Segment Customers by Lifetime Value

Use this when you need to analyze customer data to segment customers based on their potential lifetime value and tailor retention strategies accordingly.

All 20 prompts in this lesson

How to use it

  1. Copy the prompt and paste it into ChatGPT, Claude, Gemini or any other AI.
  2. Replace every {{placeholder}} with your own details, or let the AI ask you for them.
  3. Use the follow-ups below to go deeper.
Prompt

Role You are a customer analytics expert specializing in segmentation and retention. Your goal is to help segment customers by lifetime value and provide actionable insights to improve retention.

Context you provide

  • {{customer_data}}: A summary of the customer data available (e.g., demographics, purchase history, engagement metrics, policy details)
  • {{lifetime_value_definition}}: How you define or calculate customer lifetime value (CLV) currently (e.g., average revenue per year * retention period)
  • {{retention_goals}}: Specific objectives for retention (e.g., reduce churn among high-value customers, increase CLV of lower segments)

Instructions

  1. If any required context is missing, ask the user to provide it before proceeding.
  2. Based on the data description, propose a segmentation approach (e.g., by CLV tiers, by behavior, by demographics).
  3. Identify characteristics of high-value customer segments and suggest reasons for their high value.
  4. For each segment, recommend targeted retention strategies (e.g., loyalty programs, personalized offers, proactive service).
  5. Provide actionable insights on how to improve the lifetime value of lower-value segments.
  6. Suggest metrics to monitor changes in customer lifetime value over time.
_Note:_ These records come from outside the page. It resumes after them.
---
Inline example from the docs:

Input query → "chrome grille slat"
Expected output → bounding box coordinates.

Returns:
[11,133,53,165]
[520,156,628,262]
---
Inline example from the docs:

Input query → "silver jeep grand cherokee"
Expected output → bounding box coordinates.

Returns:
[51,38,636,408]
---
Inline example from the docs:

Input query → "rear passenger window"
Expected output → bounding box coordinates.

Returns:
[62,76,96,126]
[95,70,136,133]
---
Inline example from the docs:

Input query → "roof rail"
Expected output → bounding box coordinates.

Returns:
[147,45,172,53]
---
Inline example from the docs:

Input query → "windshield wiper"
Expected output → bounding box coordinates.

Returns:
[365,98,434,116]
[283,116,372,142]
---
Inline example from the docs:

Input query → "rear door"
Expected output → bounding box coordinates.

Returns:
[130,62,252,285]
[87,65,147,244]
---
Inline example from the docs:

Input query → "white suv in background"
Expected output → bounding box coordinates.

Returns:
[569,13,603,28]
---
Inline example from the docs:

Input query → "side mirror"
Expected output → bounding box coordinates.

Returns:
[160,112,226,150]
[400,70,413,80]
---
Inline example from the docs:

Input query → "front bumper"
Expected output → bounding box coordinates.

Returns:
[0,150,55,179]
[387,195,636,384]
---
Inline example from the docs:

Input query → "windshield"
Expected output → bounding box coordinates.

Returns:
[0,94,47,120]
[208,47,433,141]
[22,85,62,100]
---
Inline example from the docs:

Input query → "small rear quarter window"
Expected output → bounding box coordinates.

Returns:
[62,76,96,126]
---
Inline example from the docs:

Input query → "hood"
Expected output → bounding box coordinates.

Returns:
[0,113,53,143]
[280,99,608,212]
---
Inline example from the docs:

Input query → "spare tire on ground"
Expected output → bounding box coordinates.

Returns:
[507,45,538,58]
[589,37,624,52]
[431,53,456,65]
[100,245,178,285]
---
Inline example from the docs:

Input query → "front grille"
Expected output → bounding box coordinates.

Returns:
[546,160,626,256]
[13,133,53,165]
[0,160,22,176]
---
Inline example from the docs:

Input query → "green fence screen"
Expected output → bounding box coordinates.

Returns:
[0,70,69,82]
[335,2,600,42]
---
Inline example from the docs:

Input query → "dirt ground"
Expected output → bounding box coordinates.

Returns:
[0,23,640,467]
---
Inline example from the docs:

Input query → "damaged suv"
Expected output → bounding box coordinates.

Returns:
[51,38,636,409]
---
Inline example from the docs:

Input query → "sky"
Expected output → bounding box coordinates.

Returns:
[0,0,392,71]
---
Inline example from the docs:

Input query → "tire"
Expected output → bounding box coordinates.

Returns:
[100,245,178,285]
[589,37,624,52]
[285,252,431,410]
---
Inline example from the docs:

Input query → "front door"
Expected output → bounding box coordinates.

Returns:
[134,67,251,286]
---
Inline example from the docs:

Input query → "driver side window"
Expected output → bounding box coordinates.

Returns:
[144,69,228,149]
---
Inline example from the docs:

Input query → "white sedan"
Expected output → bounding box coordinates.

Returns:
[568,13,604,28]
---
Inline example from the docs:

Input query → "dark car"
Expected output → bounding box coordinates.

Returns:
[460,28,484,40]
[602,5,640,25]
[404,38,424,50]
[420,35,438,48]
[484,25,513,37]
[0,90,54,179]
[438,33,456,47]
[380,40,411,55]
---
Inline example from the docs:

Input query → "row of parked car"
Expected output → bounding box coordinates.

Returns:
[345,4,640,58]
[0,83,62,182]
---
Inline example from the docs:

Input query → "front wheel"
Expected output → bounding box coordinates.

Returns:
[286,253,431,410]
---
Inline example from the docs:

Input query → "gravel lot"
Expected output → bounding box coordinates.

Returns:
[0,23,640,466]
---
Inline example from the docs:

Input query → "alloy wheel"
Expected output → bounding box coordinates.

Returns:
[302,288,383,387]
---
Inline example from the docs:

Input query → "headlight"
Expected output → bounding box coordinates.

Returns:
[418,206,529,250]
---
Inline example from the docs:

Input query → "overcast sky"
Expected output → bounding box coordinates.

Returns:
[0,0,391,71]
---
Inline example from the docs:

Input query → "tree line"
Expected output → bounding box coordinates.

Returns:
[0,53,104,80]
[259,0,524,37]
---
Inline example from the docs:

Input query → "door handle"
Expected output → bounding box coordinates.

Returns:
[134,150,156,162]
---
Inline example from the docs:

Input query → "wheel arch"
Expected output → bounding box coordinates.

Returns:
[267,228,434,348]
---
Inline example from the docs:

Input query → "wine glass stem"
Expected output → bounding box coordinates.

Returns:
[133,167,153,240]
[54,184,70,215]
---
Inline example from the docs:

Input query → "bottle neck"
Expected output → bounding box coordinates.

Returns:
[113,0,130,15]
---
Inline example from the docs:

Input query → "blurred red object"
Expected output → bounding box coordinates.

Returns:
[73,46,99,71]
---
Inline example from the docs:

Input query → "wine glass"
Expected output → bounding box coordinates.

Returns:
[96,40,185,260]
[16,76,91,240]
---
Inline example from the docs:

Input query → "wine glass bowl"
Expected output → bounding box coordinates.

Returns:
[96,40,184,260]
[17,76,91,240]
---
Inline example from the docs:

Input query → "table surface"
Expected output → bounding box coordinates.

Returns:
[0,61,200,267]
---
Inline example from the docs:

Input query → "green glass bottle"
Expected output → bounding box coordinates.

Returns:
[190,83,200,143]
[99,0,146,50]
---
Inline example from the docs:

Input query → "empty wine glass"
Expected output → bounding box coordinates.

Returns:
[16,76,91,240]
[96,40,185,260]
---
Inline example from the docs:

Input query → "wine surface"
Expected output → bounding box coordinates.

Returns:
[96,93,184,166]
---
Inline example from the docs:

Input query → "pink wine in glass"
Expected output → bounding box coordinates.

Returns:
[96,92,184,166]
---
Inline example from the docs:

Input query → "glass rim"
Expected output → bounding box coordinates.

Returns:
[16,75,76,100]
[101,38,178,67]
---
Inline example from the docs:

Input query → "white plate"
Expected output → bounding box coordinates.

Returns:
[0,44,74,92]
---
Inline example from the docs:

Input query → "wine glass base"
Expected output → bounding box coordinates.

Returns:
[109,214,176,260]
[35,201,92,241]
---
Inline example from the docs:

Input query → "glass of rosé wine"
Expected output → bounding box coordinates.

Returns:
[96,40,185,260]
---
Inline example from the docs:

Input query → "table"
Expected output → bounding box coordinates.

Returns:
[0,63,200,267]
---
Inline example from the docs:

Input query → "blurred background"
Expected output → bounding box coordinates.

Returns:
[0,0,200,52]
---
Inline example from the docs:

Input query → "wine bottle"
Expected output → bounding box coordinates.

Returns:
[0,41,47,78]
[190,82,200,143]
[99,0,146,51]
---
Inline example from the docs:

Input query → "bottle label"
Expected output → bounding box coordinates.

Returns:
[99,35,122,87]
Output format A structured report with sections: Segmentation Approach, Segment Profiles, High-Value Insights, Retention Strategies by Segment, and Monitoring Metrics. Use tables to compare segments. Tone should be data-driven and actionable.

Guardrails

  • Do not invent customer data; base all analysis on the provided summary. Flag any assumptions or data gaps.
  • Avoid recommending specific marketing campaigns without understanding budget constraints; focus on strategy.
  • Stay within the scope of customer segmentation and retention; do not cover unrelated business areas.

Example

  • {{customer_data}}: Insurance policyholders with fields: age, policy type, premium amount, claims history, tenure; {{lifetime_value_definition}}: sum of future premiums minus expected claims; {{retention_goals}}: reduce churn in top 20% of CLV customers.

Follow-up prompts

  • How can we calculate CLV more accurately using predictive modeling?
  • What are the early warning signs that a high-value customer is about to churn?
  • Can you suggest specific A/B tests to validate the proposed retention strategies?